The operating room was designed by noted Victoria architect John Teague in consultation with Dr. John Chapman Davie, the driving force behind the introduction of Lister’s theories of antiseptic surgery to Victoria. Incorporating elements of both 19th- and 20th-century design, this building illustrates the transition that was taking place in hospital design at this time. The structure was designed to provide a space that could be kept clean and provide a sterile environment, suitable for operation. The large windows that punctuated the walls of the operating theatre provided ample natural light while the ceramic tiled floors, plastered and painted walls could be easily cleaned, disinfected and well-ventilated with the aid of the modern plumbing, heating and ventilation systems. Although originally linked to the main hospital by a wooden corridor, the operating room is defined as a discrete form so as to minimize the risk of contamination from the outside. The site is currently surrounded by recently landscaped garden features and a parking lot that provide buffers between it and the larger modern hospital complex and a contemporary chapel.

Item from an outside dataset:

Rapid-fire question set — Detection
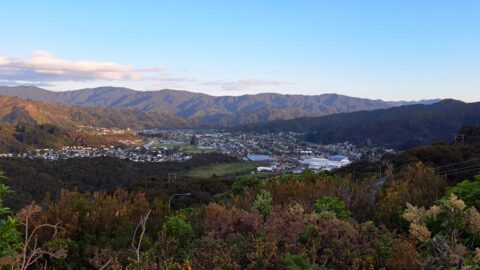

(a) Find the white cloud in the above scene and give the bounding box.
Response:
[0,51,171,82]
[204,78,292,91]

Source: Historic Sites and Monuments Board of Canada, Minutes, December 2004.
Key elements relating to the heritage value of this site include: the relationship of the building to its surroundings as a discrete structure, separate from surrounding buildings; the massing and plan, including the octagonal form of the operating room, spatial relationship between the operating room and sterilization rooms, and roof profiles; the functional intent of the original design as expressed through large window and door openings, floor plan, roof vaulting; the original interior finishes suitable for a sterile operating theatre, notably the ceramic floor tiling, plastered and painted walls, plumbing and hot water system; the original exterior wall materials and detailing, notably the solid brick walls, rubble stone foundation, stone and concrete sills and lintels, boxed eaves, roof cupolas and chimney.